Cuenta Wright que su idea fue componer una especie de collage y que se es el motivo tanto de la música techno (que se alimenta de fragmentos de otras músicas) como de la composición cubista de las escenas pensadas para ser contempladas a la vez desde distintos puntos de vista. Además, añade, los personajes son bastante brechtianos. Las actuaciones son increíblemente reales e increíblemente íntimas, pero hay una sensación de artificio en lo que estamos haciendo. La serie dice de sí misma que no es un documental, sino que es una ficción donde todo lo que se cuenta sucedió y es completamente verdad.

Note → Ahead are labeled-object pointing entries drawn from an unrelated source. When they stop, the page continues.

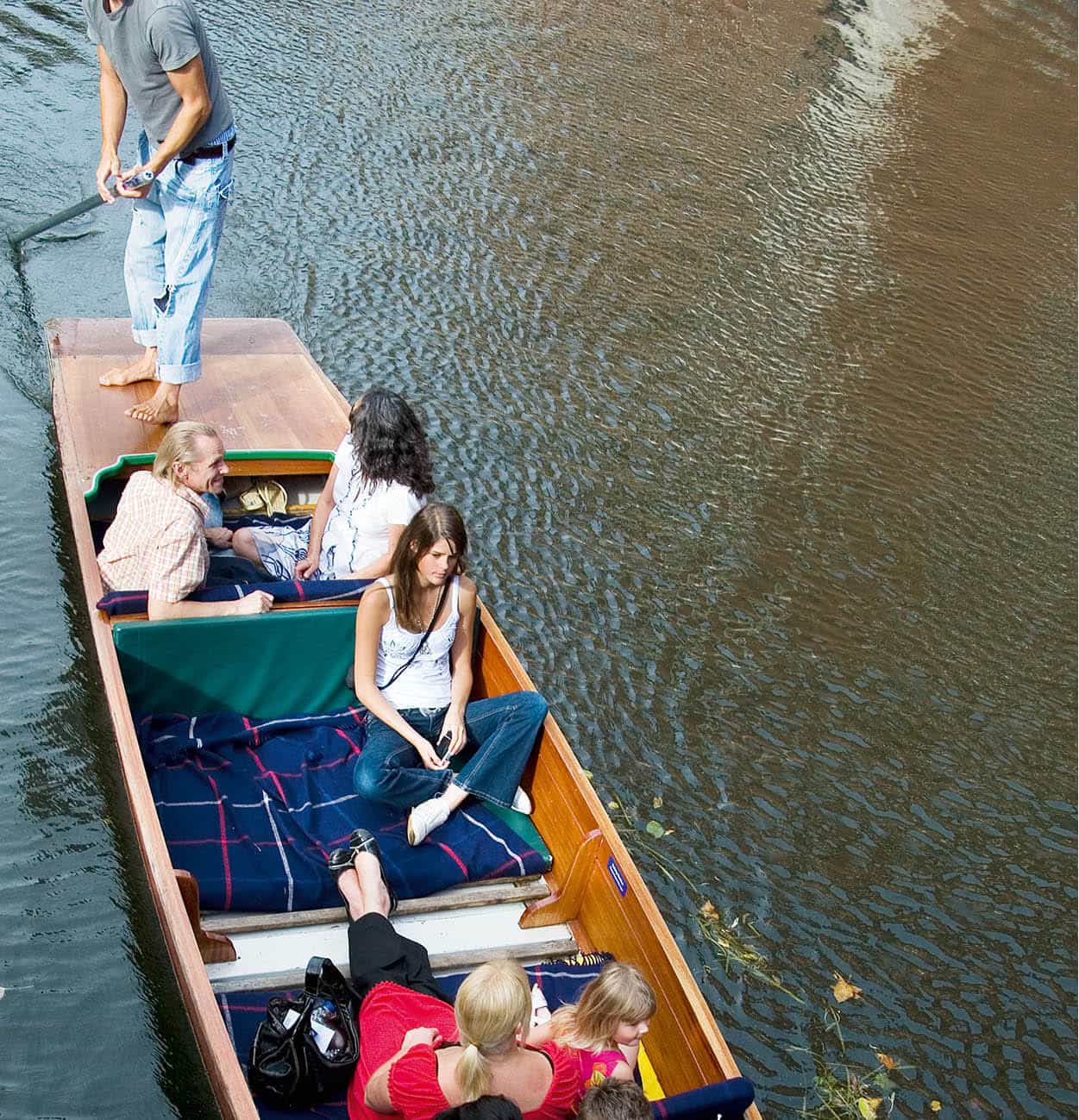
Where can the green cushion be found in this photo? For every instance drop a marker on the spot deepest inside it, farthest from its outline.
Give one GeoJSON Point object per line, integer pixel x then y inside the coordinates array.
{"type": "Point", "coordinates": [285, 663]}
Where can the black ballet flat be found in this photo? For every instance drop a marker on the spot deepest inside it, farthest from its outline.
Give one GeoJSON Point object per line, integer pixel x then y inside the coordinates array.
{"type": "Point", "coordinates": [362, 840]}
{"type": "Point", "coordinates": [338, 861]}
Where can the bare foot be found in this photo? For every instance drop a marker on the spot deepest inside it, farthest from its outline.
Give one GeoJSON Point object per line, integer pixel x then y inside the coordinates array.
{"type": "Point", "coordinates": [161, 408]}
{"type": "Point", "coordinates": [142, 369]}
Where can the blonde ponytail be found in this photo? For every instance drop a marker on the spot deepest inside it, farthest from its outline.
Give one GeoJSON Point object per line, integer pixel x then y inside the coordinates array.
{"type": "Point", "coordinates": [473, 1073]}
{"type": "Point", "coordinates": [492, 1010]}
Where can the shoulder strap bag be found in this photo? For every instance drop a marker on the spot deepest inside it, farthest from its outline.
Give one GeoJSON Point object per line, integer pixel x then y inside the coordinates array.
{"type": "Point", "coordinates": [306, 1049]}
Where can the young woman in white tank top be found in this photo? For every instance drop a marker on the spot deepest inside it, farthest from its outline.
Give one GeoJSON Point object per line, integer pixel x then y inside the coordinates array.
{"type": "Point", "coordinates": [414, 675]}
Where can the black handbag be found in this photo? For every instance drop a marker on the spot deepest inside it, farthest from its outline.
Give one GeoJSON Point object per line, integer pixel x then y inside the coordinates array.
{"type": "Point", "coordinates": [306, 1049]}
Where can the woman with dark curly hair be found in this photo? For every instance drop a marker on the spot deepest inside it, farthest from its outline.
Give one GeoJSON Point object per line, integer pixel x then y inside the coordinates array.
{"type": "Point", "coordinates": [380, 479]}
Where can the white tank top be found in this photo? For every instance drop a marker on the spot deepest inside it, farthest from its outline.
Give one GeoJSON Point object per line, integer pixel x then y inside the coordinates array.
{"type": "Point", "coordinates": [426, 682]}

-Y cuál es su actualidad? ¿Por qué ahora mismo?
-Entiendo que es una pregunta retórica. Basta asomarse al mundo. El fascismo de ayer y la extrema derecha de hoy viven de la explotación de las preocupaciones legítimas de la población; viven del miedo y la violencia. Eso sin tener en cuenta que la política fascista representó la entronización de la masculinidad tóxica, la politización del culto a la masculinidad. Y eso también lo estamos viendo ahora. Es bueno ver dónde vamos a acabar si nos dejamos llevar por esta oscura tentación. Dentro de muchos hombres, tal vez de todos los hombres, hay una bestia oscura y horrible que, probablemente por miedo, no se quiera controlar.
La serie acaba con Mussolini haciendo caer la democracia a sus pies. Falta lo demás. Me encantaría poder continuar y completar la trilogía. Creo que es importante. En un tiempo de nacionalismos, reivindicar a la Humanidad es obligatorio, concluye.